SMS Sinop - Secretaria Municipal de Saúde de Sinop (MT) — Prova 2020
Lactante, 15 dias após o parto, manifesta febre e área eritematosa, quente e dolorida na mama, sem flutuação ou drenagem de secreção. Assinale a alternativa com o diagnóstico mais provável e o manejo mais adequado.
Mastite puerperal com febre e sinais inflamatórios → Analgesia, antibiótico e (segundo gabarito antigo) suspender amamentação.
O quadro clínico de febre, eritema, calor e dor na mama em lactante é altamente sugestivo de mastite puerperal.
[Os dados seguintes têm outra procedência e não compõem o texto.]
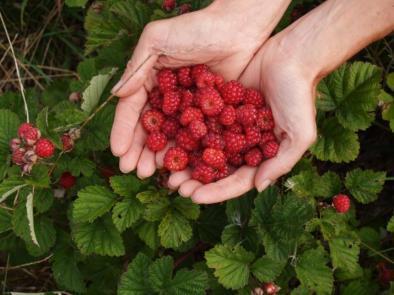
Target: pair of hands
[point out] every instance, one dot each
(205, 37)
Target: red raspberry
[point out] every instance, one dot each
(197, 129)
(18, 155)
(214, 157)
(252, 136)
(253, 157)
(184, 140)
(44, 148)
(67, 180)
(204, 173)
(155, 98)
(166, 80)
(228, 115)
(341, 203)
(246, 114)
(270, 149)
(170, 127)
(213, 140)
(210, 101)
(252, 96)
(232, 92)
(265, 120)
(171, 102)
(68, 142)
(184, 77)
(176, 159)
(214, 125)
(191, 114)
(156, 141)
(234, 142)
(152, 120)
(187, 99)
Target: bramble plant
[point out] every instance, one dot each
(325, 228)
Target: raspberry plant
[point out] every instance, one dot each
(102, 232)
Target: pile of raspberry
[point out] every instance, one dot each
(217, 126)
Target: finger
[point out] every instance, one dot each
(146, 163)
(126, 116)
(129, 160)
(189, 187)
(177, 178)
(227, 188)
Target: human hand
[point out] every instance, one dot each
(224, 36)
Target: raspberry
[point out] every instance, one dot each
(67, 180)
(44, 148)
(156, 141)
(234, 142)
(227, 116)
(213, 140)
(170, 127)
(204, 173)
(270, 149)
(253, 97)
(152, 120)
(68, 142)
(232, 92)
(214, 157)
(176, 159)
(210, 101)
(265, 120)
(155, 98)
(184, 140)
(197, 129)
(253, 157)
(171, 102)
(252, 136)
(341, 203)
(246, 114)
(184, 77)
(191, 114)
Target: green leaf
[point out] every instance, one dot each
(232, 265)
(100, 237)
(174, 229)
(126, 213)
(135, 280)
(365, 185)
(313, 272)
(351, 92)
(91, 95)
(335, 143)
(265, 269)
(9, 123)
(125, 185)
(92, 202)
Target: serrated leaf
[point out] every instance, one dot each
(91, 95)
(365, 185)
(126, 213)
(9, 123)
(100, 237)
(313, 272)
(232, 265)
(135, 280)
(92, 202)
(351, 91)
(174, 229)
(335, 143)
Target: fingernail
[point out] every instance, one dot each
(263, 185)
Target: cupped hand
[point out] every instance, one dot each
(289, 89)
(224, 40)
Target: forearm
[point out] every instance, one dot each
(336, 30)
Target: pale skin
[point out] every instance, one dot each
(286, 69)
O tratamento envolve analgésicos/antitérmicos e antibióticos. Embora o gabarito indique suspender a amamentação, a conduta atual e recomendada pela maioria das diretrizes é MANTER a amamentação para ajudar na drenagem e evitar ingurgitamento, a menos que haja abscesso ou outra contraindicação específica.
A mastite puerperal é uma inflamação da mama que ocorre principalmente em mulheres lactantes, geralmente nas primeiras semanas ou meses pós-parto. É causada pela estase láctea e pela entrada de bactérias (mais comumente Staphylococcus aureus) através de fissuras nos mamilos. A condição pode ser unilateral e manifesta-se com febre, calafrios, mal-estar e uma área eritematosa, quente e dolorosa na mama. A fisiopatologia envolve a proliferação bacteriana no leite estagnado, levando a uma resposta inflamatória local e sistêmica. O diagnóstico é clínico, baseado nos sintomas e exame físico. É importante diferenciar a mastite de um ingurgitamento mamário, que não apresenta febre ou sinais sistêmicos de infecção. A ausência de flutuação ou drenagem de secreção indica que ainda não há formação de abscesso. O manejo adequado da mastite puerperal inclui repouso, hidratação, analgésicos/antitérmicos e antibioticoterapia. Os antibióticos de escolha devem cobrir Staphylococcus aureus. Crucialmente, a amamentação ou ordenha deve ser mantida na mama afetada para promover o esvaziamento e prevenir a progressão para abscesso. A suspensão da amamentação é uma conduta desatualizada e geralmente contraproducente, a menos que haja um abscesso que necessite de drenagem ou uso de medicamentos incompatíveis com a amamentação.
Os sintomas incluem febre, calafrios, mal-estar, dor localizada na mama, eritema, calor e inchaço. Pode haver uma área endurecida ou nodular na mama afetada.
O tratamento inclui analgésicos e antitérmicos (como paracetamol ou ibuprofeno) e antibióticos eficazes contra Staphylococcus aureus, como cefalexina ou dicloxacilina, por 10 a 14 dias.
Não, a amamentação deve ser mantida ou a mama esvaziada por ordenha frequente. Isso ajuda a drenar os ductos, aliviar o ingurgitamento e acelerar a recuperação, além de prevenir a formação de abscesso. A suspensão é indicada apenas em casos específicos, como abscesso drenado ou uso de antibióticos contraindicados.